In one moving passage of the book, Niven is in his brother’s house following his death and finds receipts from a pawnbroker for power tools he pawned for £45 eight days before he hanged himself. It would have cost him £58.50 to buy them back. Niven, who has also written angrily about the fixed payment electricity meter in his brother’s home which he couldn’t afford to run, calls it “high street usury practised upon the very poorest”. 

A supporter of Scottish independence, he is unsurprisingly not a fan of the Tories and the way they’ve run Britain in the years since his brother’s death. He says his primary concern at the next general election is to vote out his local Tory MP Steve Baker, the arch-Brexiteer who represents the constituency of Wycombe near London. Niven says much of the social mobility that allowed him to swap Irvine for London as a young man has disappeared, making it much harder for those from working class backgrounds to have careers in the arts.

“When I moved to London I was in a band. You could move down and sign on and get your rent paid – it was almost like getting your government grant to fund your two or three-year shot at trying to make it. Most of us don’t [make it] but it seemed a lot easier to do then. 
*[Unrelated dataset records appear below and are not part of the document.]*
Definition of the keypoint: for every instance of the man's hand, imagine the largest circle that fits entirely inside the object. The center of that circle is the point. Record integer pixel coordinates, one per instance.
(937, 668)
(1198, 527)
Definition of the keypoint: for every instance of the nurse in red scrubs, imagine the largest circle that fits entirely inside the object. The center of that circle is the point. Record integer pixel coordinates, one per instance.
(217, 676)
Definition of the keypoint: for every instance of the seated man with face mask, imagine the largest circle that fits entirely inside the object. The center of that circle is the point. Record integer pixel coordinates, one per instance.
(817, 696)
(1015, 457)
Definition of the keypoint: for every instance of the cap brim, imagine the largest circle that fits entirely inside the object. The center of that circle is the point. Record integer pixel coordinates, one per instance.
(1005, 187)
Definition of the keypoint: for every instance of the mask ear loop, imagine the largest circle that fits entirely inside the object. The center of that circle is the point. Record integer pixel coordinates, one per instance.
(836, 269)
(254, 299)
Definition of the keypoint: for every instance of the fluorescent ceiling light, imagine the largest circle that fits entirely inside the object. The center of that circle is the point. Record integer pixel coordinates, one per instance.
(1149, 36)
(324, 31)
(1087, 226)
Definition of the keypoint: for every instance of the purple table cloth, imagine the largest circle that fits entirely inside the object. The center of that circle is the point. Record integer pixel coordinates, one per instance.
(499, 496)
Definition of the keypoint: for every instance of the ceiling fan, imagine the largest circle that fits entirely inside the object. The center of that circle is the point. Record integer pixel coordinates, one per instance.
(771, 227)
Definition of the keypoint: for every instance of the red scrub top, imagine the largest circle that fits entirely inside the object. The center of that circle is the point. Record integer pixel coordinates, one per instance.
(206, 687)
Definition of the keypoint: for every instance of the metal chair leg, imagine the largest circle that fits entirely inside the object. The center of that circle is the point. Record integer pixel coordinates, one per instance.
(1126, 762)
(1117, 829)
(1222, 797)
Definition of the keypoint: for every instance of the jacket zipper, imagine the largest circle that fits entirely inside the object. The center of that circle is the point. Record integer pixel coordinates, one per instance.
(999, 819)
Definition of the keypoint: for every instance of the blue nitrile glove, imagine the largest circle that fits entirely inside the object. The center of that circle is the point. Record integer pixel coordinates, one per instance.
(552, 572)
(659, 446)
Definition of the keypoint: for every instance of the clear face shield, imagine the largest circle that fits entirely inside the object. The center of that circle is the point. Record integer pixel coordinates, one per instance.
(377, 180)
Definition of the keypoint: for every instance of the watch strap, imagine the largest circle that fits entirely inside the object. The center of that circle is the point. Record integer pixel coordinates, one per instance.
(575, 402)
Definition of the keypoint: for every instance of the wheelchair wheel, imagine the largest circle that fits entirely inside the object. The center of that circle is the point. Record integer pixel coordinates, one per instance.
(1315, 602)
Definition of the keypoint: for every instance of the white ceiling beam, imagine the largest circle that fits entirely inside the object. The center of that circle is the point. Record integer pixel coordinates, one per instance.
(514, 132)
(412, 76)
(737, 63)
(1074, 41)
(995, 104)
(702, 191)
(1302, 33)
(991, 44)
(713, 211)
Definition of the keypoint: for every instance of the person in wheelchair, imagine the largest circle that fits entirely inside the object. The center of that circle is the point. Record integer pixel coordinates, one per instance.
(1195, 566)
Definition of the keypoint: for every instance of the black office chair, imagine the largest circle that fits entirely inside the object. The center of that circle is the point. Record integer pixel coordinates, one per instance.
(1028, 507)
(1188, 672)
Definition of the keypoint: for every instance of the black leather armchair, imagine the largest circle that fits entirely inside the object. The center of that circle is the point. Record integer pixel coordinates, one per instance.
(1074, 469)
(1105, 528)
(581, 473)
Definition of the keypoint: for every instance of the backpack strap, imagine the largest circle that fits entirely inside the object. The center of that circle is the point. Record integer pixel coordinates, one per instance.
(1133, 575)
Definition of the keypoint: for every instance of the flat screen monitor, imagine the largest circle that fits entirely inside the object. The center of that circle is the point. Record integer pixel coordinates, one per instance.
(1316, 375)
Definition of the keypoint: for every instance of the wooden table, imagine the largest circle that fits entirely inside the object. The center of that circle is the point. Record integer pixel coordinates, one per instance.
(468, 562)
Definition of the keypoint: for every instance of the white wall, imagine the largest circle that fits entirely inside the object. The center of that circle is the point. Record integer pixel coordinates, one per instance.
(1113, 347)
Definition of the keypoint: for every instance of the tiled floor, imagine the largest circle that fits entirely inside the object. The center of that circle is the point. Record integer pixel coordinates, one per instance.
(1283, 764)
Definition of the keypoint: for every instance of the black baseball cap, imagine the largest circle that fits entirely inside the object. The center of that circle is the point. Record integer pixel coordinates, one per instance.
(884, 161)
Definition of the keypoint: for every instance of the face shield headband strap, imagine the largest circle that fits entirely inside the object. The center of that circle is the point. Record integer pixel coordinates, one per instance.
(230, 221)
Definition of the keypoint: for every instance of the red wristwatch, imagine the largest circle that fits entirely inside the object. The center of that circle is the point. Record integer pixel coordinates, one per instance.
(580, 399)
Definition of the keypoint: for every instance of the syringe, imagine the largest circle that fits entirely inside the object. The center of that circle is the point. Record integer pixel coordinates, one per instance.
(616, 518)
“To work somewhere like a record company or anywhere hip now you have to do the first couple of years either not getting paid or barely getting paid. The only people who can afford to do that now are middle class kids. 

Irvine, North Ayrshire | Alamy

“It terrifies and depresses me that we’re missing out on the next Morrissey or Mark E Smith or James Kelman or Andrew O’Hagan because you just don’t get the time in late teens and early twenties to wallow about at the state’s expense. I was the beneficiary of a completely free university degree. I even dropped out for two years in the middle of my degree and the state held me. I pay a fair whack in taxes now, which is as it should be and I’m happy to do it – I don’t mind carrying younger people of a working class background to try and allow them to get their foot in the door or figure out who they are.”

Niven, whose first novel wasn’t published until he was 41, says he remains thankful every day that he has the career he has. He says his ex-wife, a lawyer, laughed in his face when he suggested doing a law degree in the years before his first book was picked up. He now works six days a week, writing his latest novel in the morning and spending afternoons on screenplays. Despite having spent more than 30 years away from Scotland, he still has a house in Ayrshire and tries to get back as often as he can. 

“When I was a teenager, I could not wait to get out of Irvine,” he says. “First to get to Glasgow and then get to London – I couldn’t wait to get away. I’ve spent a good chunk of my life keen to put some distance between me and Ayrshire, but in the last decade I love going back. I feel the pull of it quite strongly. There’s that nostalgia for where you grew up which seems to kick in as you get older.”